Le Figaro – Jeudi 1er décembre 1859

(…) J’arrive le dernier au rendez-vous de chasse à la biche de madame Geneviève de Brabant.
Le théâtre des Bouffes-Parisiens a donné, la semaine dernière, la parodie musicale à grand spectacle qu’il répétait et qu’il annonçait depuis près de deux mois. Les habitués de la petite salle Choiseul ont pris goût à ces sortes de travestissements scéniques d’une époque mythologique ou légendaire. On n’a point oublié que deux cents représentations consécutives d’Orphée furent impuissantes à assouvir la curiosité d’un auditoire qui, semblable au phénix, renaissait le lendemain de son enthousiasme de la veille. Ce fut à un point que le théâtre dut se lasser avant le public et que, ne pouvant épuiser le succès d’Orphée, il se décida à l’interrompre.
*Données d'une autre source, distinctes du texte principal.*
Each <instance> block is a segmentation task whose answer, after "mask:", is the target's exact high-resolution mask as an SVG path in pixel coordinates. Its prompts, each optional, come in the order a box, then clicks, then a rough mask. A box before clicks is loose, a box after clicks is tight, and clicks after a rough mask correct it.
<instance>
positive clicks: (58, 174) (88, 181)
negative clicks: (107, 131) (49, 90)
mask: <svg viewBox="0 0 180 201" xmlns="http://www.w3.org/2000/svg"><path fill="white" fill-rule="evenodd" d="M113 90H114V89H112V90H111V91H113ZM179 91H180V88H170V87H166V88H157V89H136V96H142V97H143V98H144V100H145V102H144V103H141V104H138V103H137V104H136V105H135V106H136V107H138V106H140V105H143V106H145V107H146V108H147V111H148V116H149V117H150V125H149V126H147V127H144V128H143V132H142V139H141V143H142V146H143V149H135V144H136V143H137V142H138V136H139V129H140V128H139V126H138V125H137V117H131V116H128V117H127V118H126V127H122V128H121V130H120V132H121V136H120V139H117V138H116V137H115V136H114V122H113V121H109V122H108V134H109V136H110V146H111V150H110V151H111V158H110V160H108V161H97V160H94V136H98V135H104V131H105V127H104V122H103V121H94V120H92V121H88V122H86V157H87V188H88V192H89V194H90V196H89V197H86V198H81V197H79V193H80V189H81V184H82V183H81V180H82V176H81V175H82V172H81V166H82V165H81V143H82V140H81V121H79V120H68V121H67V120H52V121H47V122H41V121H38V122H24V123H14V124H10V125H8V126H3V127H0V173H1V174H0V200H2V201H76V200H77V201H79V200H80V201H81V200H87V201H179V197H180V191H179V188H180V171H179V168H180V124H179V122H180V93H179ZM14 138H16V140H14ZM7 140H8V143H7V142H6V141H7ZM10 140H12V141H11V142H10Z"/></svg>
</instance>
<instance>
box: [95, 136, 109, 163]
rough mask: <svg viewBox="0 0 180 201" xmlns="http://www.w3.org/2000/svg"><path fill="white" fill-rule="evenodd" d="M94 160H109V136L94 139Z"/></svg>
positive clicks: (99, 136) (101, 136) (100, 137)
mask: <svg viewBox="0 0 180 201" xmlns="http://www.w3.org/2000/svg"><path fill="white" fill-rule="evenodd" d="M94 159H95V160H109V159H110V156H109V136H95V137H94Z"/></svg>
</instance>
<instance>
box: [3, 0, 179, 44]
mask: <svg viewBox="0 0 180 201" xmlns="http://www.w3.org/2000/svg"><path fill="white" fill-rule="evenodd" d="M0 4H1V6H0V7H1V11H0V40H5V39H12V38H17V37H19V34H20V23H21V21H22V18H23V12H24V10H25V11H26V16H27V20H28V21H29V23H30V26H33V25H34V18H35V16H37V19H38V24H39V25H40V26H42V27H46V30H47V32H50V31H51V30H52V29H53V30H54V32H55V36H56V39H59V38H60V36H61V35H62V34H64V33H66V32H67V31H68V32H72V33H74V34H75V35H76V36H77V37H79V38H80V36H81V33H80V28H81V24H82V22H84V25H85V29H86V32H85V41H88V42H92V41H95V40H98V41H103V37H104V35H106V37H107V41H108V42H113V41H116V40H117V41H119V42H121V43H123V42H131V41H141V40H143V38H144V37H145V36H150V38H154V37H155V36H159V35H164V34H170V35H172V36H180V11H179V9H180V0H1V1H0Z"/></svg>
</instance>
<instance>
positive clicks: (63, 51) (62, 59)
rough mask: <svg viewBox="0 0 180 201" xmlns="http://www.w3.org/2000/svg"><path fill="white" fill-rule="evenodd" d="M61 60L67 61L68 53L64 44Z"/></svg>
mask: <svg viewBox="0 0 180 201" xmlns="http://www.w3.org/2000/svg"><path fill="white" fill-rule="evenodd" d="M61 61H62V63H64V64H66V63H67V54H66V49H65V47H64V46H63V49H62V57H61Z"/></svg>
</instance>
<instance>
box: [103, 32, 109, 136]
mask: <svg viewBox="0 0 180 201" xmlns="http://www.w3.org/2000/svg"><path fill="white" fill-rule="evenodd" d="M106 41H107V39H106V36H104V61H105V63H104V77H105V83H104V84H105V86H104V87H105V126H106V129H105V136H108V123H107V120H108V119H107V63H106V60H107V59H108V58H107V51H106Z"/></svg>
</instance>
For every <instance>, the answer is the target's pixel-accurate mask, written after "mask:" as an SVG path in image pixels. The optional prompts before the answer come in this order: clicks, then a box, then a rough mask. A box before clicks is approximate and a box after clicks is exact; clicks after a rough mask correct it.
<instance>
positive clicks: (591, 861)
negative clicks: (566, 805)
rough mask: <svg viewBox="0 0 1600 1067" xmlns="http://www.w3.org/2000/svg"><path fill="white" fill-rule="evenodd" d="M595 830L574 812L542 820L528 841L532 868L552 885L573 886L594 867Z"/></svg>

Les bouffonneries musicales qui composent le répertoire classique des Bouffes ne rentrent dans aucun genre connu et défini au théâtre jusqu’ici. L’imprévu, en ce qui concerne le dialogue, y joue le plus grand rôle. Après avoir assisté à une pièce qui a réussi le premier soir, si vous êtes tenté de la revoir à la quinzième représentation et si l’acteur Léonce en est le héros, vous êtes à peu près certain d’écouter une folie inédite, à la musique près, et encore ! Il faut qu’un auteur en prenne son parti et accepte sans mot dire la collaboration fantaisiste de l’acteur devenu le favori d’un public qui se soucie moins d’être respecté que d’être amusé. Lorsque l’auteur a pour son propre compte de l’esprit, et du plus fin, ces étranges audaces de l’interprète, dont la salle est le complice, ne sont pas sans inconvénient : la saillie de bon goût aura tort devant le lazzi insensé ; mais que faire à cela ? Un théâtre ne doit pas se piquer d’être plus raisonnable ni plus lettré que les spectateurs qui le font vivre. Les vieux maîtres qui écrivaient, à la fin du dernier siècle et au commencement de celui-ci, de la musique bouffe en Italie, étaient bien condamnés à un autre supplice. C’est au milieu des éclats de rire de l’auditoire que s’exécutaient les meilleurs morceaux de leurs partitions, morceaux d’autant plus appréciés, applaudis d’autant plus, que, dans ce délire bruyant qu’ils excitaient, les plus ravissantes mélodie défilaient sans être ni entendues ni parfois écoutées. Ces maîtres s’appelaient pourtant Cimarosa, Paisiello, Guglielmi, Anfossi, Générali, etc.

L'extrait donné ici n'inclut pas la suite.